In 1996, Dallas, Texas, had a reported 79 gangs, 6,145 documented gang members, and 1,332 gang-related incidents. In response to high numbers of gang crimes, the Dallas Police Department implemented the Anti-Gang Initiative that year. The goal of the initiative was to reduce gang-related crime through the use of specialized police strategies. Specifically, the program sought to reduce gang-related violence among juveniles in Dallas.
Five target areas were selected to receive the initiative, on the basis of high levels of gang-related crime. These areas were identified as home to the city’s seven most violent gangs.
To reduce gang-related violence, the program implemented three main suppression tactics:
Aggressive curfew enforcement. Juvenile curfew ordinances were strictly enforced, especially when suspected gang members were encountered. In Dallas, the law is that juveniles under 17 must be in their residence between 11 p.m. and 6 a.m. Sundays through Thursdays, and between 12 a.m. and 6 a.m. Fridays and Saturdays.
Aggressive truancy enforcement. The police department coordinated with schools to ensure that students did not miss classes and patrolled for students not at school during school hours. Texas law stated that juveniles between 6 and 17 had to be in enrolled in school and in attendance from 10 a.m. to 3 p.m. Officers patrolled areas during these times to make sure students were not skipping school.
Simple saturation patrol. Officers conducted high-visibility patrols in identified target areas. During these patrols, they conducted surveillance, stopped and frisked suspicious persons, and investigated suspicious activity. To provide a deterrent effect, their presence was made highly visible.
Teams of six to eight officers were assembled to implement the strategy. Officers were freed from responding to calls for service so they could concentrate on assigned duties.

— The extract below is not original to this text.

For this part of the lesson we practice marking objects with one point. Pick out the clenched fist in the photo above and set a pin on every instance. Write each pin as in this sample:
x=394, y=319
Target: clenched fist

The Dallas Anti-Gang Initiative was based on the idea of suppression of gang activity through law enforcement tactics. This is the deterrence theory—that increasing police patrol and making their presence highly visible provides a general deterrent effect. This theory was specifically tailored to the gang problem in Dallas and was implemented in the form of a crackdown on gang activity. Further, truancy and curfew violations have been linked with high levels of juvenile delinquency. This follows from the theory that juveniles get into more trouble when left unsupervised and when not in school. Thus, this program sought to reduce gang-related juvenile delinquency by cracking down on truancy and curfew violations.